Une remarque intéressante à faire, c’est que les libellistes réfugiés ont repris contre Louis XIV, avant, comme après, la révocation de l’édit de Nantes, les accusations et les reproches de la Fronde contre Mazarin. Pour s’en convaincre, il suffira de feuilleter l’Alcoran de Louis XIV, le Breviarium politicorum, le Véritable tableau de la France, les Maximes de Louis XIV, le Salut de la France à M. le Dauphin, etc. Qu’on me permette d’en citer un exemple, un seul; mais il n’est pas le moins curieux. Un pamphlétaire de la Fronde, Dubosc Montandré, dans le Coup d’État du Parlement des pairs, a dit: “Le pouvoir que les Francs donnèrent à Pharamond, à la naissance de leur monarchie, doit être la règle de la royauté françoise et le terme de son ambition.” Jurieu a tourné ainsi cette phrase dans les Soupirs de la France esclave: “Pharamond a établi la monarchie françoise sur ces deux lois: la première, que le peuple serait le maître de l’élection de ses rois; la seconde, que l’autorité des rois serait bornée selon la volonté du peuple.”

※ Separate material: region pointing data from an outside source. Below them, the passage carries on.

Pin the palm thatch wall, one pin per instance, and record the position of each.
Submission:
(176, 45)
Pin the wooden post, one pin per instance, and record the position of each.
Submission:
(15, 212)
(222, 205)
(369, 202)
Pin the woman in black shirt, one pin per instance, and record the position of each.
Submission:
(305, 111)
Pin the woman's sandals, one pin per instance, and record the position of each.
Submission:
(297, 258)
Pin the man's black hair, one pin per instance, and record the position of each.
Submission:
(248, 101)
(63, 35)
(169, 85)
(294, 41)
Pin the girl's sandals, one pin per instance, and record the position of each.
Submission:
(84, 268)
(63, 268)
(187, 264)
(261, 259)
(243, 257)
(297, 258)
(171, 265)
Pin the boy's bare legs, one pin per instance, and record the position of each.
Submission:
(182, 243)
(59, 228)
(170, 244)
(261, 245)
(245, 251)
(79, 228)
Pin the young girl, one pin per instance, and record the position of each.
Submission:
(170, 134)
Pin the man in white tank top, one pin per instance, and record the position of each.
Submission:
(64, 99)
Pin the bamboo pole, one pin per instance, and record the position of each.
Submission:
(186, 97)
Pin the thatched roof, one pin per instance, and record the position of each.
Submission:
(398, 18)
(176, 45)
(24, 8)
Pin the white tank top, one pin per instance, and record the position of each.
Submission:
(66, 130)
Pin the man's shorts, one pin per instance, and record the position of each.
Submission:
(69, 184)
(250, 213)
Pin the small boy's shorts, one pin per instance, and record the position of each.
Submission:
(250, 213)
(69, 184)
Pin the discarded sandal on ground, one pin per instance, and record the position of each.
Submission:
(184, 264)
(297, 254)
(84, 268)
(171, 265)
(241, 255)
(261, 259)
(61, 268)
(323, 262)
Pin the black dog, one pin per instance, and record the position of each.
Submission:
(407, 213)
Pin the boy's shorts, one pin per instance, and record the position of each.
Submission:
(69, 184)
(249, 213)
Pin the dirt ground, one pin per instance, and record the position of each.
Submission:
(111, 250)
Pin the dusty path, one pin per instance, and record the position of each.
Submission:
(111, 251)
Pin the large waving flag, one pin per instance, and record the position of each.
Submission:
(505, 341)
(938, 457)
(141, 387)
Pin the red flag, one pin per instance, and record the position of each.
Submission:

Ce que je viens de dire des pamphlets, indique déjà que la Fronde a changé de caractère dans ses différentes phases. J’ai besoin d’insister sur cet aperçu, pour que ma pensée soit bien comprise.
*
Au commencement, c’est-à-dire en 1649, c’était surtout une question d’impôt, dans laquelle le Parlement de Paris s’était engagé pour l’intérêt du peuple, moins que pour son intérêt propre. L’auteur anonyme du Raisonnement sur les affaires présentes a dit : “Une question de finances et de tyrannie fiscale.” Celui du Bandeau levé de dessus les yeux des Parisiens appelle le blocus de Paris, la guerre du droit annuel.
[p.XVI] La France venait de conclure les glorieux traités de Westphalie; mais elle entretenait encore contre l’Espagne, qui avait refusé la paix, trois armées, en Flandre, en Italie et en Catalogne. La guerre lui était fort onéreuse; car elle payait en outre tous ses alliés; et Mazarin voulait qu’on fût avec eux d’une parfaite exactitude. Les finances étaient mal administrées. On ne savait vivre alors que d’expédients. Le meilleur surintendant était celui qui avait le plus de crédit auprès des prêteurs d’argent, et qui savait le mieux trouver ce que nous appelons aujourd’hui la matière imposable. Comme il n’y avait pas d’imagination si active et si féconde qu’elle pût suivre le mouvement toujours plus rapide des besoins du Trésor, il s’était formé, autour du conseil des finances, une classe d’exploiteurs que nous ne connaissons plus, celle des donneurs d’avis.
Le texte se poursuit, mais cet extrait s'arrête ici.